Israeli political cops beat prize-winning Gazan journalist

by John Catalinotto

He writes and speaks in vivid language, bringing to life the daily sufferings of an oppressed nation under siege by a vicious occupying power. Other top journalists call him the “voice of the voiceless.” He is insulted and brutalized by a repressive police force in an attempt to humiliate and break him.

That description may fit the young Mumia Abu-Jamal, before he became the most-published U.S. political prisoner, writing and speaking from death row. But it’s also a description of the 24-year-old prize-winning journalist and Gaza-strip resident Mohammed Omer, whose own ordeal at the hands of Israeli border police has exposed their daily brutality.

mohammed-omer, Israeli political cops beat prize-winning Gazan journalist, Archives 1976-2008 World News & Views
Palestinian journalist Mohammed Omer

Omer, whose brother was gunned down by the Israeli Army, has been reporting and documenting daily life in Rafah, Gaza, for six years now with skill and accuracy. His description of his own recent beating by Israeli police illustrates how he pays attention to detail, reports all the relevant facts and brings the events to life before the reader’s eyes, ears and imagination. On top of that, he lives daily the dangerous life of a Palestinian in Gaza, where few independent foreign journalists can get by Israeli checkpoints.

The young reporter only recently was able to leave Gaza for a few weeks to tour Europe and receive the Martha Gellhorn Prize after international pressure on the Israeli state to let him go. According to the Gellhorn Web site, this prize “is awarded to a journalist whose work has penetrated the established version of events and told an unpalatable truth, validated by powerful facts, that exposes establishment propaganda, or ‘official drivel,’ as Martha Gellhorn called it.”

Omer and Dahr Jamail, whose reporting from Iraq many Workers World readers may be familiar with, received the prize for 2007 this June. Both these reporters had to overcome mountains of “official drivel.”

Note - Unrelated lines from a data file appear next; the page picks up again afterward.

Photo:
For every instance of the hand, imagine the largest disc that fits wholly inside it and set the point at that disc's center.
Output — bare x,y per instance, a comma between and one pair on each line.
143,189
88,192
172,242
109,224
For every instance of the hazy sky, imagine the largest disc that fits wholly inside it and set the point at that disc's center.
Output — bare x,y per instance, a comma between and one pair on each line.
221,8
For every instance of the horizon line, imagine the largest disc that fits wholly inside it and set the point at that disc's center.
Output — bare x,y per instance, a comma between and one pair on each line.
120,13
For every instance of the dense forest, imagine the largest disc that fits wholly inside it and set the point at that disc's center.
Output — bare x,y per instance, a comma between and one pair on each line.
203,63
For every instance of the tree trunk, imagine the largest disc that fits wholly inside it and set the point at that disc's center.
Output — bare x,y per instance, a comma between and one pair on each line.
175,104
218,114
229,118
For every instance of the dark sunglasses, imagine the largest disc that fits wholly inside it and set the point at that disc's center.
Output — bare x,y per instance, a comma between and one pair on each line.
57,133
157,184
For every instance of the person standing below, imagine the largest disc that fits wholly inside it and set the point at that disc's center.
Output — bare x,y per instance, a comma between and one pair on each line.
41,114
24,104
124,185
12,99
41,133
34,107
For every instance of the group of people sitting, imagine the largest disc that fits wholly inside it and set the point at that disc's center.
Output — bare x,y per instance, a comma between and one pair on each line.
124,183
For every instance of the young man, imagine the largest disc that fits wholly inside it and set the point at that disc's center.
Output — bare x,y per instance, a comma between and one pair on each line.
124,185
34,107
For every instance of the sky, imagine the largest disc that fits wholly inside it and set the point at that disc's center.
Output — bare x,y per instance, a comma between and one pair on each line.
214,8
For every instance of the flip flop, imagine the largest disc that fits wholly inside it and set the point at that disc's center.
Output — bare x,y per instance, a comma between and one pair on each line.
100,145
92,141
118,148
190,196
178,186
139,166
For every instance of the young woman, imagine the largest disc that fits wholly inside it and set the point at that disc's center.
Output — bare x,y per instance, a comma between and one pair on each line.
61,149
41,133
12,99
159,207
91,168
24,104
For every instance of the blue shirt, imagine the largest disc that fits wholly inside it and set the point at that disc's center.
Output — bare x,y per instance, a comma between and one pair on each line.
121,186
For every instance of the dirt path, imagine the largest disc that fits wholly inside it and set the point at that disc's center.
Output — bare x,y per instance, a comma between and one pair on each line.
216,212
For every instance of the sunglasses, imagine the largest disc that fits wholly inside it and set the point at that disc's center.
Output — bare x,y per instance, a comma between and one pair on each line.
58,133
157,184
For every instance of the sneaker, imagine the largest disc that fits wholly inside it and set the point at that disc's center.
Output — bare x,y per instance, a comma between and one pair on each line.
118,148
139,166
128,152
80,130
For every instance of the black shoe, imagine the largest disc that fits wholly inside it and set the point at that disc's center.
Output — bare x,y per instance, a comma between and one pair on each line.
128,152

“Every day, he reports from a war zone, where he is also a prisoner,” read the statement giving Omer the award. “His homeland, Gaza, is surrounded, starved, attacked, forgotten. He is a profoundly humane witness to one of the great injustices of our time. He is the voice of the voiceless.”

Israelis punish reporter

What he wrote counted enough that the Israeli political police, Shin Bet, made sure Omer was punished when he tried to return to Gaza in late June. Eight of the cops forced him to undress, strip-searched and beat him. In a July 7 phone interview from Gaza broadcast on Pacifica’s Democracy Now! program, Omer described a small part of this experience:

“I fainted and—on the ground. And I started vomiting everywhere. And then the soldiers, they started gathering around me. I estimate nearly one hour and a half vomiting on the ground. … I was unconscious for most of the time, but I can remember one of the things that they were doing to me. He was using his nail fingers and pinching me all the way, trying to cause me pain under my eyes and under the soft part of my eye. I thought what these people are doing is basically they are trying to torture me. … [A]nd then one other of them who tried to—who put his shoes on my neck. I could feel actually the outline of his shoes on my neck, moving right and left.”

Omer wound up at the hospital in Jericho that day, and now he vows to continue his reporting from Gaza. “The Israelis were trying to punish me for the work I am doing and getting the message out,” Omer told his main employer, Inter Press Service, from his bed in the European Hospital in Gaza. “But they won’t break me. … They have made me more determined than ever.”

The Israeli police agents treat many ordinary Palestinians trying to cross the border with the same vicious cruelty they showed to Omer. In his case, since officials of the Netherlands’ Embassy were waiting for him and he had just won a journalism award, it meant they were willing to flout all international norms and risk broad exposure of their police-state style handling of Palestinians.

What they obviously had no fear of risking was Israel’s close ties with U.S. imperialism, Washington’s funding and its diplomatic support as well as friendly handling by the U.S. corporate media.

In the U.S., both major parties—the Republicans and the Democrats—have made it clear through their national leaders and their candidates in the upcoming election that they will maintain the close relationship between U.S. imperialism and the Israeli settler state in carrying out Middle East policy. This up-front pledge of support strengthens the most reactionary Israeli politicians and generals as well as the most aggressive elements in U.S. ruling circles. It can lead not only to police state tactics against Palestinians and repression of journalists, but to new military adventures.